# Shareshill show nov 21st



## Seawatch Stud (Feb 8, 2009)

I hope some of you can make it to this well run show. Dave Safe the show sec is a top fancier and great bloke. Sam the NMC cup sec is going to be judging for the 1st time and although is nervous(obviously) will do an excellent job. Its always a really good laugh at this show so please do come along.


----------



## SarahY (Nov 6, 2008)

I'll be coming to Shareshill! Looking forward to it 

Sarah xxx


----------



## Matt Haslam (Mar 13, 2010)

I won't be able to make this one unfortunately, sounds a good show.


----------



## SarahC (Oct 3, 2008)

if Sarah is showing then I will send mice along with her.I'm sure Sam will do a great job.


----------



## WillowDragon (Jan 7, 2009)

Sarah will be picking up some mice for me from there... wish I could go, i'm off, but its just too much of a trek!! 

Have fun, Good Luck everyone and Sam, you will be fabulous honey!


----------



## The secret garden (May 13, 2010)

Thanks love!


----------



## Wight Isle Stud (May 19, 2010)

Good luck mate ! Tip of the day............... The mouse in the left hand goes back in the maxey on the left lol. You will be fine.


----------



## The secret garden (May 13, 2010)

Thats Phils job, to remind me where they go. lol


----------



## WillowDragon (Jan 7, 2009)

Is Phil Stewarding for you?


----------



## The secret garden (May 13, 2010)

Yes its his place, he has helped from when i was a young mouse fancier up to present times. Its the next step to see his fledgling fly from the nest.


----------



## WillowDragon (Jan 7, 2009)

I bet he's proud 

Well my dreams of show greatness have been put back quite a bit... I had hoped to win something decent at Enfield before the end of the year, but I have lost most of my mice to resp disease over the last 2 weeks.


----------



## Seawatch Stud (Feb 8, 2009)

I am proud of what Sam has achieved. Its an important part of being a complete fancier to help newbies in my opinion. I was helped and supported by established fanciers when I started and am glad I have been able to do the same for others. There are rewards too. Initially I was just trying to help them but along the way both Sam and Heather(loganberry) have become both serious rivals and great friends. Mousing simply wouldnt be the same without them.


----------



## WillowDragon (Jan 7, 2009)

Seawatch Stud said:


> I am proud of what Sam has achieved. Its an important part of being a complete fancier to help newbies in my opinion. I was helped and supported by established fanciers when I started and am glad I have been able to do the same for others. There are rewards too. Initially I was just trying to help them but along the way both Sam and Heather(loganberry) have become both serious rivals and great friends. Mousing simply wouldnt be the same without them.

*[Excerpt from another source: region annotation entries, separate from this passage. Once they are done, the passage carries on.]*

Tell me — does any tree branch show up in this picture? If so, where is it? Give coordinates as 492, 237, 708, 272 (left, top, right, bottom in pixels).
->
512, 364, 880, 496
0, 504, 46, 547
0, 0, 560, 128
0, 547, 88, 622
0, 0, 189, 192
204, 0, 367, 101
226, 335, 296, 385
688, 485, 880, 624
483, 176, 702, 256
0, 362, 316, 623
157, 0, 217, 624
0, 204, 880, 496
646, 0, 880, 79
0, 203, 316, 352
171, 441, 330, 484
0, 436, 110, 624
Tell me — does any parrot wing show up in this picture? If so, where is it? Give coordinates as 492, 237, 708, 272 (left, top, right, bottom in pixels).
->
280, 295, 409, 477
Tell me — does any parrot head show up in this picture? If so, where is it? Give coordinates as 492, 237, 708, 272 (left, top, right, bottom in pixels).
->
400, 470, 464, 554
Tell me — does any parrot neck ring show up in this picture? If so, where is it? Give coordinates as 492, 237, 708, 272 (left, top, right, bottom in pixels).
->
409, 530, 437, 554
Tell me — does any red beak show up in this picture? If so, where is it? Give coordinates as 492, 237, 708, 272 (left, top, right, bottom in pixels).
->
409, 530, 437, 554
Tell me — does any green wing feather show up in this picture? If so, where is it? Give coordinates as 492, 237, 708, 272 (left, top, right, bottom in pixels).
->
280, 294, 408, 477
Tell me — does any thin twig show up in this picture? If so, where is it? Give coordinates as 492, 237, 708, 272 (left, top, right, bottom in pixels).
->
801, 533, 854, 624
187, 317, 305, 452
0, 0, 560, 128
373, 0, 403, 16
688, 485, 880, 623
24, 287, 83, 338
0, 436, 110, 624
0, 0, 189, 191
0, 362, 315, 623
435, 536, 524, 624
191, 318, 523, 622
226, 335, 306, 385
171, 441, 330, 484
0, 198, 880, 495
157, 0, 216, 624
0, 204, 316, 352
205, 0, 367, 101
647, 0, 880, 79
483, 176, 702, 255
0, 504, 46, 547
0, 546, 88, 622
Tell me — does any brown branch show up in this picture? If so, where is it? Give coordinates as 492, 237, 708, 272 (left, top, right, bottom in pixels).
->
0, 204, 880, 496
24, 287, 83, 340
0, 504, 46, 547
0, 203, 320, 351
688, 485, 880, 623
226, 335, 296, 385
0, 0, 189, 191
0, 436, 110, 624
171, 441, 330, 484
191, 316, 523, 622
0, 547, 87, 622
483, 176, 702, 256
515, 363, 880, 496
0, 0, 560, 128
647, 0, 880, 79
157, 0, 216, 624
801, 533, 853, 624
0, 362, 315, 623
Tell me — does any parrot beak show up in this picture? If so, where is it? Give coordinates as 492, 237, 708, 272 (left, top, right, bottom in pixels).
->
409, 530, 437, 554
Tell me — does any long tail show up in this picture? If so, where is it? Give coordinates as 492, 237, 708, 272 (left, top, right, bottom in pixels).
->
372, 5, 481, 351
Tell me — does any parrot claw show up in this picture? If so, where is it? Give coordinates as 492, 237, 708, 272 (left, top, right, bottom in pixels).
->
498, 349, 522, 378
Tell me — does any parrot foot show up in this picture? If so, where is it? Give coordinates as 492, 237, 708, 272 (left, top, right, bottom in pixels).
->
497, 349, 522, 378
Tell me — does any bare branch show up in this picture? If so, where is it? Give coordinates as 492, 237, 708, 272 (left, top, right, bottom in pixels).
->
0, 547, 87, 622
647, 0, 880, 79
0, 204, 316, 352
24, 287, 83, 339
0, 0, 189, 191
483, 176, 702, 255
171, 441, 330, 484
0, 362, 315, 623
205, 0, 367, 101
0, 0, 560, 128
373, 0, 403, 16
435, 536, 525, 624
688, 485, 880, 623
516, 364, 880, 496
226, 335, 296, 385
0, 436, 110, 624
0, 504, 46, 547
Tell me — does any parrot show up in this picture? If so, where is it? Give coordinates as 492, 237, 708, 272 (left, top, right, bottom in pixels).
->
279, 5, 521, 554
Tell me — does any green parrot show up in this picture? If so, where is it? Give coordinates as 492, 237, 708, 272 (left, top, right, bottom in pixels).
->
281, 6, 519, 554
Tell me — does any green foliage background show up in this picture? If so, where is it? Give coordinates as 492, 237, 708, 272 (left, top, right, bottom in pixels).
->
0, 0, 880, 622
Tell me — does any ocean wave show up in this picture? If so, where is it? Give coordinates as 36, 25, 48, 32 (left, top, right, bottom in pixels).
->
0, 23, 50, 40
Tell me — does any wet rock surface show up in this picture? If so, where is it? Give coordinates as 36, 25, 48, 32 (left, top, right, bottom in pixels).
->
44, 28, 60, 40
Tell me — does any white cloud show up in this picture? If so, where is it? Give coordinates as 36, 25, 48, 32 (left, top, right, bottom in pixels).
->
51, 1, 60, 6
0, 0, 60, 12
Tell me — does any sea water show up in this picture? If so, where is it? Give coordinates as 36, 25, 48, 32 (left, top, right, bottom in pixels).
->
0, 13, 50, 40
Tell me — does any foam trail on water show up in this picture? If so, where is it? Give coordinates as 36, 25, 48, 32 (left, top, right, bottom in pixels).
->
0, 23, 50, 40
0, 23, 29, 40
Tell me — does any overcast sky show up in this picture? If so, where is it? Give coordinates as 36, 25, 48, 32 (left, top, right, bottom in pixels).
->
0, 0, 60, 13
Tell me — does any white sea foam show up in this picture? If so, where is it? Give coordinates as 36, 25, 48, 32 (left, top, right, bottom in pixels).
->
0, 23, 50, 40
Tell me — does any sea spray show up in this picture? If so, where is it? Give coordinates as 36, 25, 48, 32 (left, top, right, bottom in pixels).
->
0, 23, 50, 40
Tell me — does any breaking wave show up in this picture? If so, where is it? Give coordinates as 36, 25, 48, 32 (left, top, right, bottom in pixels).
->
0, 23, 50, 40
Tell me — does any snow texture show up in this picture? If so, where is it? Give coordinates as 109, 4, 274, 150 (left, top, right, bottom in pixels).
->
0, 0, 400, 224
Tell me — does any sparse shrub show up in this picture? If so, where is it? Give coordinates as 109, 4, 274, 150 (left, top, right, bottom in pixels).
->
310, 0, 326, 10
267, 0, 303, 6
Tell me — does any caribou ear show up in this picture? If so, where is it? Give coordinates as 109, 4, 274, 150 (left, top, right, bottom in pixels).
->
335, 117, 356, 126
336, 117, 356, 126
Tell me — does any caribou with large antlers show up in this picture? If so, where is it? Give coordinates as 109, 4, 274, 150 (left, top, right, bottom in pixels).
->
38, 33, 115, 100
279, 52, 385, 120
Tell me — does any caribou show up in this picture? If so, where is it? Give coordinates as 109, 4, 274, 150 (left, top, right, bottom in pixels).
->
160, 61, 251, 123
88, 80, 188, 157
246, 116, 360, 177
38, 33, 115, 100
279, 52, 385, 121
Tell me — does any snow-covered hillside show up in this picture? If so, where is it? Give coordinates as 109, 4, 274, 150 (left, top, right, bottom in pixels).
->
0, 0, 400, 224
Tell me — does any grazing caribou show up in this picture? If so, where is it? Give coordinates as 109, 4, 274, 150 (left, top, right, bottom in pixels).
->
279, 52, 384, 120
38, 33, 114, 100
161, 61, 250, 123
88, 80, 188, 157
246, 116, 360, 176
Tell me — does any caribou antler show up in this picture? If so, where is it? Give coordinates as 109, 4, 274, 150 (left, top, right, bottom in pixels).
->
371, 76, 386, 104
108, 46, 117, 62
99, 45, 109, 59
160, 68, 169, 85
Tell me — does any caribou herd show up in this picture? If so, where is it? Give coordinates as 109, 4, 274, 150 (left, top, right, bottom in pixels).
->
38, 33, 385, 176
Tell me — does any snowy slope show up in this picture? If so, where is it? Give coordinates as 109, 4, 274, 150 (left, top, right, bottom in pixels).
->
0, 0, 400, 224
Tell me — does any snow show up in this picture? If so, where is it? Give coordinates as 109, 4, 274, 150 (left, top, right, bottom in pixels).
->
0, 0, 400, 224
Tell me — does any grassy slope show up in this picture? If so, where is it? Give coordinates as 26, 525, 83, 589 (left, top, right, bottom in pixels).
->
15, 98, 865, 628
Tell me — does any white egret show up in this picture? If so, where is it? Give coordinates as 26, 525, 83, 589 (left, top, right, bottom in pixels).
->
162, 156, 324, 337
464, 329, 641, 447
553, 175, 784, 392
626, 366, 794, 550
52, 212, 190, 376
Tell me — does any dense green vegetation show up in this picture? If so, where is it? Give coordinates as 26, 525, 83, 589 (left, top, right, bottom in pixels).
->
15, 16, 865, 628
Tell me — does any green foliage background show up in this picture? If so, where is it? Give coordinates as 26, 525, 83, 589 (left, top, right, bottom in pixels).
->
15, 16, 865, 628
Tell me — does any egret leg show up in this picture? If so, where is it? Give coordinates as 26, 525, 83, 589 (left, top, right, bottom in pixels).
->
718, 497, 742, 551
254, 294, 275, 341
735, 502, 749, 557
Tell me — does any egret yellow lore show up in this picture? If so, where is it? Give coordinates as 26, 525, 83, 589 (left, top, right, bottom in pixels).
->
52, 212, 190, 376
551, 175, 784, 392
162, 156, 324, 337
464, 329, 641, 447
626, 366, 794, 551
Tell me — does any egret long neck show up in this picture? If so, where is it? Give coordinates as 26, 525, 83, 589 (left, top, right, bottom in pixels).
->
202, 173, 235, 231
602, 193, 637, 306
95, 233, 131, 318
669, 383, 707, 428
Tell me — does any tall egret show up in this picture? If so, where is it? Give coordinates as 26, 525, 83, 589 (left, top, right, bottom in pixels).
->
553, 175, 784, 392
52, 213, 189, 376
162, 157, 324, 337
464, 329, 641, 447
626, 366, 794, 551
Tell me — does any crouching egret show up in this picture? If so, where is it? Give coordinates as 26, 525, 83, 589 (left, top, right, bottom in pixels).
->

Oh I agree with that completely. Heather and Sam have helped me out alot and I aspire to be as good as them one day.

W xx


----------



## The secret garden (May 13, 2010)

Awww Phil  as much as i try to be nasty about you, you really are lush.

Its true tho, without you i wouldnt be in the fancy with all that happened over the last 2 years you have been my knight in shining armor.


----------



## SarahC (Oct 3, 2008)

tratallen and sarahy are kindly taking my entries so that I don't have to leave the dogs alone all day and I shall be there around lunchtime


----------



## The secret garden (May 13, 2010)

Oh my god its less than a week to go, im putting the paperwork in the post today for the show...

Phil im scared!!


----------



## Seawatch Stud (Feb 8, 2009)

You will be fine. You are ready for this and you know it. Il steward for you and make sure you dont make any mistakes with the paperwork. Aside from that you know a winner when you see one. You are hypercritical with mice, and thats what you need to be. You will be an excelllent judge Sam.


----------



## SarahC (Oct 3, 2008)

Seawatch Stud said:


> . Il steward for you and make sure you dont make any mistakes with the paperwork. .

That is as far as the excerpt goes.